Sein Nachfolger, Shawn Christian, soll die Inselgemeinschaft wieder zusammenführen und versöhnen helfen. Das dürfte nicht einfach sein, denn auch er – sein Nachname verrät ebenfalls die Nachfahrenschaft Fletcher Christians – ist ein verurteilter Vergewaltiger.
Franca Schneider reiste 2015 – während der Prozesse – für drei Monate nach Pitcairn. Ihr Bericht ist erschütternd und lesenswert zugleich. Macht er Lust auf das Abenteuer „Leben auf einer einsamen Insel“? Ich glaube nicht. Sehr lesenswert ist auch das Interview, das die FAZ 2006 mit einem ehemaligen Auswanderer geführt hat, der das Inselleben als Kleinkrieg zwischen den einzelnen Familien beschreibt, wo materiell und spirituell verarmte Menschen leben, die kaum lesen und schreiben können.
Es muss einem also klar sein, dass man dort nicht auf weltoffene, spirituelle Freigeister trifft sondern auf Menschen, die tagtäglich um das Überleben in der Isolation kämpfen.
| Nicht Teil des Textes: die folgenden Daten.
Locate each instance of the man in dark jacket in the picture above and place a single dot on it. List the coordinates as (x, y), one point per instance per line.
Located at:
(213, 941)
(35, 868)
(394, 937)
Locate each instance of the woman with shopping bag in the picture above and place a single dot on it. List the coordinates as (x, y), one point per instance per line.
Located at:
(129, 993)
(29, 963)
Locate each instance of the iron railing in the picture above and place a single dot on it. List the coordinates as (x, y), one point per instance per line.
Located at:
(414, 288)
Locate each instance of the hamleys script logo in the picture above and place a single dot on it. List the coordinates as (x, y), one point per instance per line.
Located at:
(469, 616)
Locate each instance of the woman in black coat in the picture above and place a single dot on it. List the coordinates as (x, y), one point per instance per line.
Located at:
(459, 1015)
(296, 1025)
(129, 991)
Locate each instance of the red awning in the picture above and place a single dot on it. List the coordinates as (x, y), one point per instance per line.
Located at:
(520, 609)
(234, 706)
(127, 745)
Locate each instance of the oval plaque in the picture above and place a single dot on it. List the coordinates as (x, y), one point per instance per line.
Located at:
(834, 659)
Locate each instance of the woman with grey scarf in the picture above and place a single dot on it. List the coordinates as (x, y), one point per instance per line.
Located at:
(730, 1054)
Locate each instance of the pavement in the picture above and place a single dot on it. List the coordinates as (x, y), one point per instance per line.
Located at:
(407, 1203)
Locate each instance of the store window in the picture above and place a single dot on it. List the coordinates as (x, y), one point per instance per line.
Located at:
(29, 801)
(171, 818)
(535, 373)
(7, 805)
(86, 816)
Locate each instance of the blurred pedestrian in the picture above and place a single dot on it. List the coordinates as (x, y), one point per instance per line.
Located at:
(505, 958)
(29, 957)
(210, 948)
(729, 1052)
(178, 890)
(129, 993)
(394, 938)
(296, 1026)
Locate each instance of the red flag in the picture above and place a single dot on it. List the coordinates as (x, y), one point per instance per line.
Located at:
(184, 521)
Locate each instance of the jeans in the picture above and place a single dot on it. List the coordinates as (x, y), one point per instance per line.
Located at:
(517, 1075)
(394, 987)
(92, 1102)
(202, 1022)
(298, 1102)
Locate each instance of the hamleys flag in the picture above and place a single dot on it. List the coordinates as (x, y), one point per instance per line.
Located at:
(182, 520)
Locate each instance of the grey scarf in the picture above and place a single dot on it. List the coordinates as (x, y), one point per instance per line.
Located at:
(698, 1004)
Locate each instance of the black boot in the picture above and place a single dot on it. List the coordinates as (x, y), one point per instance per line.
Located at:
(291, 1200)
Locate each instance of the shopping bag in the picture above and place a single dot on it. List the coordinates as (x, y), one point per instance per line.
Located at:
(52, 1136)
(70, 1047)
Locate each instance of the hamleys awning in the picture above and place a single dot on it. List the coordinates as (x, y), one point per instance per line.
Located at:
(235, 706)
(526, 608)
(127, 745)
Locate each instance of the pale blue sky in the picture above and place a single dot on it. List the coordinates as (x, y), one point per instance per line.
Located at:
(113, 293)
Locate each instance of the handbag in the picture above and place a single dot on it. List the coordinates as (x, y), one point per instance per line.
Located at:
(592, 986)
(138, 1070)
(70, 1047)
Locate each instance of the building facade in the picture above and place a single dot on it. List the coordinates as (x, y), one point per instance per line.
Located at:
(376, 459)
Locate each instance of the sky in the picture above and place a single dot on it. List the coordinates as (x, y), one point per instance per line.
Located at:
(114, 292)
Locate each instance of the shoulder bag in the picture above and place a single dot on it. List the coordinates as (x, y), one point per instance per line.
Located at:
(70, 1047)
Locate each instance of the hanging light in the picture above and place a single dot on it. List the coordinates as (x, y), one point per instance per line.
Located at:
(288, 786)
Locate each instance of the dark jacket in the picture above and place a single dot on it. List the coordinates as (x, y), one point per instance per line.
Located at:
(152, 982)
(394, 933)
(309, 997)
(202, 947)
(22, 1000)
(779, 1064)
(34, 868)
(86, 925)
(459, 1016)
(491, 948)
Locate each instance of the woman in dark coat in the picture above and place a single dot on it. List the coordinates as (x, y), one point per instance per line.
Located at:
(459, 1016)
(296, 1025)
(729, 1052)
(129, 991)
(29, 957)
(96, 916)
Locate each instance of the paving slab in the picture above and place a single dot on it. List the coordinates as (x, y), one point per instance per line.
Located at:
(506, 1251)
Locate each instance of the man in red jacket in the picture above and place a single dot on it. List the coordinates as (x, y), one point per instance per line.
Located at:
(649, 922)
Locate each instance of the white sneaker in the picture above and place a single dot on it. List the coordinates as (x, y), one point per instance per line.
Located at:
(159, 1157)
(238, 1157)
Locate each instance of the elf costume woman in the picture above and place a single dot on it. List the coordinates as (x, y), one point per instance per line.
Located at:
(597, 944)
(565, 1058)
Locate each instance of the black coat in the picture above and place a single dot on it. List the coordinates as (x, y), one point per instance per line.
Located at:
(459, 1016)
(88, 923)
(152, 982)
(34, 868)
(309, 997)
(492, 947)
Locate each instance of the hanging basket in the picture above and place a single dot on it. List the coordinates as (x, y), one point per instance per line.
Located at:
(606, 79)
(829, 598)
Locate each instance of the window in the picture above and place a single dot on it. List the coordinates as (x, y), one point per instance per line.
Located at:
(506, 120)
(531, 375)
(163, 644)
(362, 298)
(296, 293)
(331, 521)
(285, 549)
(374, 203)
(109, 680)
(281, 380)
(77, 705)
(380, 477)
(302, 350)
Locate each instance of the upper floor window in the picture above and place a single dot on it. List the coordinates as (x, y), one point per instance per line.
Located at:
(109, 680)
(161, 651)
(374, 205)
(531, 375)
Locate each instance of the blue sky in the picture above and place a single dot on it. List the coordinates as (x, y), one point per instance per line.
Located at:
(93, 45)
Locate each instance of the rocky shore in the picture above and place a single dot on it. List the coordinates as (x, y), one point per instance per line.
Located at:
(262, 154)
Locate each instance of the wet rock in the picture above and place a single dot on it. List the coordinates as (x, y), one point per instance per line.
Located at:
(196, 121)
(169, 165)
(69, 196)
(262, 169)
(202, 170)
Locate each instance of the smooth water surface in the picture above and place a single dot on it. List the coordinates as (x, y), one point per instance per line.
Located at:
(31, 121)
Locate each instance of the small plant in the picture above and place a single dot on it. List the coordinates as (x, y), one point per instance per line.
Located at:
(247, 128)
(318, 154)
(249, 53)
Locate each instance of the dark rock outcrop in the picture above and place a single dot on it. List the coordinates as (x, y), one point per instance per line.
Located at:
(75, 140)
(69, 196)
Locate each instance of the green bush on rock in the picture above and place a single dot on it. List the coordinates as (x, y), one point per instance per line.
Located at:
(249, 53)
Nach Pitcairn auswandern – Bewerbung für das Leben in der Südsee
Natürlich hat auch Pitcairn Vorstellungen vom Anforderungsprofil für potentielle Bewerber. Neben der dringenden Auffrischung des Genpools soll das Bewerberprofil natürlich einen Gewinn für die Inselgemeinschaft bringen, sei es durch besondere handwerkliche oder sonstige nützliche Fähigkeiten oder durch Business Ideen, die einen Nutzen für die Insel mit sich bringen. Darüber hinaus möchte man Menschen im erwerbsfähigen Alter, am liebsten junge Familien auf die Insel locken. Man muss außerdem genug Geld für zwei Jahre nachweisen können und eine Auslandskrankenversicherung abschließen, die medizinische Hilfe im nächstgrößeren Krankenhaus oder gar Neuseeland/Australien abdeckt.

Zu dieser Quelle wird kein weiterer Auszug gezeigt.